Moi j'ai repondu n'importe quoi au sondage 

Avec ou sans net, je saurais faire alors..... ca m'est presque egal, si ce n'est pour des potes que je "vois" uniquement par le net


----------



## steinway (6 Octobre 2004)

Bassman a dit:
			
		

> Moi j'ai repondu n'importe quoi au sondage
> 
> Avec ou sans net, je saurais faire alors..... ca m'est presque egal, si ce n'est pour des potes que je "vois" uniquement par le net


 sur de chez sur ?

 t as deja tente d arreter un long moment ?


----------



## Bassman (6 Octobre 2004)

1 mois c'est assez long ?? ou pas ?


----------



## Modern__Thing (6 Octobre 2004)

steinway a dit:
			
		

> sur de chez sur ?
> 
> t as deja tente d arreter un long moment ?


 Je sais pertinamment bien que je suis accro pour ma part... j'essaie même pas de me sevrer :rateau:


----------



## pixelemon (6 Octobre 2004)

je passe de longues périodes (3 à 4 semaines) sans me connecter mise à part skype pour économiser le téléphone et les uploads des sites... 

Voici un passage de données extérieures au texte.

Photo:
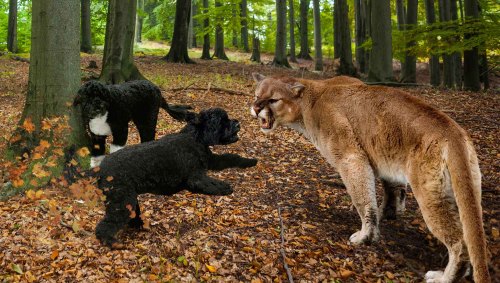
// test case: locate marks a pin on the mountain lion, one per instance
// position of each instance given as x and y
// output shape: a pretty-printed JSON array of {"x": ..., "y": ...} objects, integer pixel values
[{"x": 373, "y": 131}]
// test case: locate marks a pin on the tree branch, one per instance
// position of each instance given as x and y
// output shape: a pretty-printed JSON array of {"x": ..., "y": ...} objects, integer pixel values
[{"x": 282, "y": 249}]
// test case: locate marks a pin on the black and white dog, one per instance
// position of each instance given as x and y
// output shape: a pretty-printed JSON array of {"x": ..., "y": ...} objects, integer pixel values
[
  {"x": 166, "y": 166},
  {"x": 107, "y": 110}
]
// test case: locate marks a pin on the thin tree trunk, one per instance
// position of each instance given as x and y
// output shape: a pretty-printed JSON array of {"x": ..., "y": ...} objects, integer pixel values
[
  {"x": 118, "y": 60},
  {"x": 291, "y": 26},
  {"x": 471, "y": 57},
  {"x": 304, "y": 41},
  {"x": 318, "y": 54},
  {"x": 206, "y": 36},
  {"x": 359, "y": 11},
  {"x": 86, "y": 44},
  {"x": 381, "y": 33},
  {"x": 12, "y": 27},
  {"x": 178, "y": 51},
  {"x": 434, "y": 59},
  {"x": 344, "y": 37},
  {"x": 280, "y": 59},
  {"x": 219, "y": 52},
  {"x": 54, "y": 72},
  {"x": 244, "y": 25},
  {"x": 140, "y": 21},
  {"x": 409, "y": 74},
  {"x": 448, "y": 62}
]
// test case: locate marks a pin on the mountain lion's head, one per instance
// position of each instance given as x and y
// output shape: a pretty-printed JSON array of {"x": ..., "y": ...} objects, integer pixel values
[{"x": 276, "y": 101}]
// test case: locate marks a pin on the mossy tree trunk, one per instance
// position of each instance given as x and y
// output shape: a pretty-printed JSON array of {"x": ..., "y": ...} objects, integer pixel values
[
  {"x": 12, "y": 27},
  {"x": 280, "y": 59},
  {"x": 54, "y": 72},
  {"x": 86, "y": 43},
  {"x": 118, "y": 60},
  {"x": 178, "y": 51}
]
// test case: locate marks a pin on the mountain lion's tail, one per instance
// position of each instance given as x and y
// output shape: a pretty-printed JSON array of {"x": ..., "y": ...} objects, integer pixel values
[{"x": 466, "y": 184}]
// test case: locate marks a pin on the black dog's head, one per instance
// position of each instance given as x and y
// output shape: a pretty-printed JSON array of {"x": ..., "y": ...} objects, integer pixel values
[
  {"x": 93, "y": 96},
  {"x": 212, "y": 127}
]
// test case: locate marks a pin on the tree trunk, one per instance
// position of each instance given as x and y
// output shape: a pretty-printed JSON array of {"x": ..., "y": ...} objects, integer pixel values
[
  {"x": 255, "y": 50},
  {"x": 434, "y": 59},
  {"x": 178, "y": 51},
  {"x": 205, "y": 55},
  {"x": 244, "y": 25},
  {"x": 409, "y": 74},
  {"x": 291, "y": 17},
  {"x": 86, "y": 44},
  {"x": 304, "y": 42},
  {"x": 280, "y": 59},
  {"x": 118, "y": 60},
  {"x": 343, "y": 34},
  {"x": 12, "y": 27},
  {"x": 140, "y": 21},
  {"x": 471, "y": 57},
  {"x": 456, "y": 56},
  {"x": 318, "y": 54},
  {"x": 360, "y": 12},
  {"x": 219, "y": 52},
  {"x": 381, "y": 33},
  {"x": 448, "y": 60},
  {"x": 54, "y": 71}
]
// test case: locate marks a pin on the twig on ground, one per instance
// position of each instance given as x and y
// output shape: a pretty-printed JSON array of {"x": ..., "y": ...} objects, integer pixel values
[
  {"x": 282, "y": 249},
  {"x": 229, "y": 91}
]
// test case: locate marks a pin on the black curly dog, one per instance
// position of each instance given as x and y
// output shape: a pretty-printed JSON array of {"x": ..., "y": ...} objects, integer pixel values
[
  {"x": 166, "y": 166},
  {"x": 107, "y": 109}
]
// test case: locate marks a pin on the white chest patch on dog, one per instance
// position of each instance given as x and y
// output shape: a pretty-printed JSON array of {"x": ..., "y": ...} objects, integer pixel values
[{"x": 99, "y": 126}]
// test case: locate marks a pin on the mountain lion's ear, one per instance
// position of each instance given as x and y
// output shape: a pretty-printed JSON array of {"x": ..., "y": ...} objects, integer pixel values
[
  {"x": 258, "y": 77},
  {"x": 297, "y": 89}
]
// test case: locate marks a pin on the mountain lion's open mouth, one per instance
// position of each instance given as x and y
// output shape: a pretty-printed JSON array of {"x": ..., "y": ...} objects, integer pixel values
[{"x": 267, "y": 123}]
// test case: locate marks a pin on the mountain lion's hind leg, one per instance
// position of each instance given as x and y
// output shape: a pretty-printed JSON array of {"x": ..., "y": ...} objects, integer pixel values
[
  {"x": 393, "y": 203},
  {"x": 431, "y": 185},
  {"x": 359, "y": 180}
]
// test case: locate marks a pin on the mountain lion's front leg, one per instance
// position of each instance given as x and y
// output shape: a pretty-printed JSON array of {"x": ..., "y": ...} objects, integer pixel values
[{"x": 358, "y": 177}]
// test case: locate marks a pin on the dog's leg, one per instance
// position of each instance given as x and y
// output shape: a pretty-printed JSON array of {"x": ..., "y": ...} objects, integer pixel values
[
  {"x": 202, "y": 184},
  {"x": 97, "y": 151},
  {"x": 393, "y": 203},
  {"x": 120, "y": 133},
  {"x": 120, "y": 208},
  {"x": 223, "y": 161}
]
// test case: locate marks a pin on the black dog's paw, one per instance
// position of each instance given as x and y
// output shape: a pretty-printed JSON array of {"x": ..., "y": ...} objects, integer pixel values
[{"x": 248, "y": 162}]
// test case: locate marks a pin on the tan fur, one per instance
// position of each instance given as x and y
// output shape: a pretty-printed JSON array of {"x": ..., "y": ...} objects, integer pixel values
[{"x": 370, "y": 132}]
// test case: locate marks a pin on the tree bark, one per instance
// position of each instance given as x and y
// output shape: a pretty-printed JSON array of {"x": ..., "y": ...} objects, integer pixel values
[
  {"x": 344, "y": 37},
  {"x": 12, "y": 27},
  {"x": 430, "y": 13},
  {"x": 360, "y": 12},
  {"x": 244, "y": 25},
  {"x": 219, "y": 52},
  {"x": 304, "y": 41},
  {"x": 318, "y": 54},
  {"x": 381, "y": 33},
  {"x": 86, "y": 43},
  {"x": 54, "y": 72},
  {"x": 205, "y": 55},
  {"x": 291, "y": 26},
  {"x": 118, "y": 60},
  {"x": 140, "y": 21},
  {"x": 409, "y": 74},
  {"x": 280, "y": 59},
  {"x": 448, "y": 62},
  {"x": 471, "y": 57},
  {"x": 178, "y": 51}
]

donc ça signifie que je suis connected en permanence... en fait, je ne peux pas m'en passer pour les mises à jour des sites au moins, les emails, et la téléphonie par ip, 

bigre, je suis dedans, démangeaisons au bout des doigts le matin, hyperoculie dès le réveil, (en plus je fais des rêves érotiques sur un modérateur de macG) 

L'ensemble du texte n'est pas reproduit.